Dual-Numbers Reverse AD, Efficiently
Tom Smeding, Matthijs V\'ak\'ar

TL;DR
This paper presents an optimized dual-numbers approach to reverse-mode automatic differentiation that is both correct in complexity and efficiently implementable in functional languages like Haskell, inspired by linear factoring.
Contribution
It introduces a linear factoring optimization for dual-numbers reverse AD, enabling efficient implementation in resource-linear functional languages.
Findings
Achieves correct complexity for reverse AD in a standard functional language
Provides a performant Haskell implementation differentiating most of Haskell98
Connects dual-numbers reverse AD with classical imperative taping-based methods
Abstract
Where dual-numbers forward-mode automatic differentiation (AD) pairs each scalar value with its tangent derivative, dual-numbers /reverse-mode/ AD attempts to achieve reverse AD using a similarly simple idea: by pairing each scalar value with a backpropagator function.
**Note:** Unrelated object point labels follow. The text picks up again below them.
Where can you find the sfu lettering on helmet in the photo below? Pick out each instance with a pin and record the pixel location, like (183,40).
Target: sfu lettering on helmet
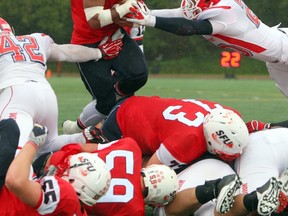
(192,8)
(5,28)
(226,134)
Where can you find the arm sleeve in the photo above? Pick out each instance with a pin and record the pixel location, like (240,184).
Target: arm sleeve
(182,26)
(176,12)
(73,53)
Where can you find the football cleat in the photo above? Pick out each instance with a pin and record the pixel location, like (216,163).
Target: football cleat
(227,188)
(268,197)
(94,135)
(283,196)
(71,127)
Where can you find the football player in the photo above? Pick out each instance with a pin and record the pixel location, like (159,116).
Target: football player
(85,180)
(218,178)
(93,20)
(131,185)
(264,160)
(175,132)
(227,24)
(26,95)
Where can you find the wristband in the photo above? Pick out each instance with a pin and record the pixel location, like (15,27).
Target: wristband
(33,144)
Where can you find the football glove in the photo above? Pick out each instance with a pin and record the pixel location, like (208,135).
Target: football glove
(125,8)
(110,49)
(256,125)
(38,135)
(142,16)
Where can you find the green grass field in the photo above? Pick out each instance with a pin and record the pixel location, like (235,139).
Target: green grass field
(254,98)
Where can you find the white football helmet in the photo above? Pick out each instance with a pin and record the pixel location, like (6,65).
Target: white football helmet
(89,176)
(192,8)
(226,133)
(5,28)
(161,184)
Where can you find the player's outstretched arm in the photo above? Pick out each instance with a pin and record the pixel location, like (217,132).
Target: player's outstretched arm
(78,53)
(17,178)
(177,25)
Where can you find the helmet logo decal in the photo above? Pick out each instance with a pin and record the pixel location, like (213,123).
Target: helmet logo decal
(223,138)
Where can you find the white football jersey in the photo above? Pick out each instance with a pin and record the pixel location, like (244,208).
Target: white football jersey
(243,32)
(23,58)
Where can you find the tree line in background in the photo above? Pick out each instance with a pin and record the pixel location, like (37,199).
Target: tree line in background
(53,17)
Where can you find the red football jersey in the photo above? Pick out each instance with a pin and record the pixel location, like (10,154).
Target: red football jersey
(124,160)
(58,198)
(82,32)
(172,127)
(11,205)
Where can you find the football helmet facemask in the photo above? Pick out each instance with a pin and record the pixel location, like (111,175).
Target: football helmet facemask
(89,176)
(161,184)
(192,8)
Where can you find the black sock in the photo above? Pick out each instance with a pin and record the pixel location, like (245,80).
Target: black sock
(207,192)
(250,201)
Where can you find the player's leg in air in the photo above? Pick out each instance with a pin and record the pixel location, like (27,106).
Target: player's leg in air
(9,138)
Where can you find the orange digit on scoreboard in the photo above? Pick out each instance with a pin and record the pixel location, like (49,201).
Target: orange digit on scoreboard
(230,59)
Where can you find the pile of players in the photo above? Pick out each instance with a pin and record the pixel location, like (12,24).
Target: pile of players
(178,156)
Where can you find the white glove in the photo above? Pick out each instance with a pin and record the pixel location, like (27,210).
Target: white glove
(38,135)
(125,8)
(142,17)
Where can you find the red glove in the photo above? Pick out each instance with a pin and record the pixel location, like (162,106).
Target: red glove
(256,125)
(111,49)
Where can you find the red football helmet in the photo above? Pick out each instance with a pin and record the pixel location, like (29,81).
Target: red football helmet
(5,28)
(192,8)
Its correctness and efficiency on higher-order input languages have been analysed by Brunel, Mazza and Pagani, but this analysis was on a custom operational semantics for which it is unclear whether it can be implemented efficiently. We take inspiration from their use of /linear factoring/ to optimise dual-numbers reverse-mode AD to an algorithm that has the correct complexity and enjoys an efficient implementation in a standard functional language with resource-linear types, such as Haskell. Aside from the linear factoring ingredient, our optimisation steps consist of well-known ideas from the functional programming…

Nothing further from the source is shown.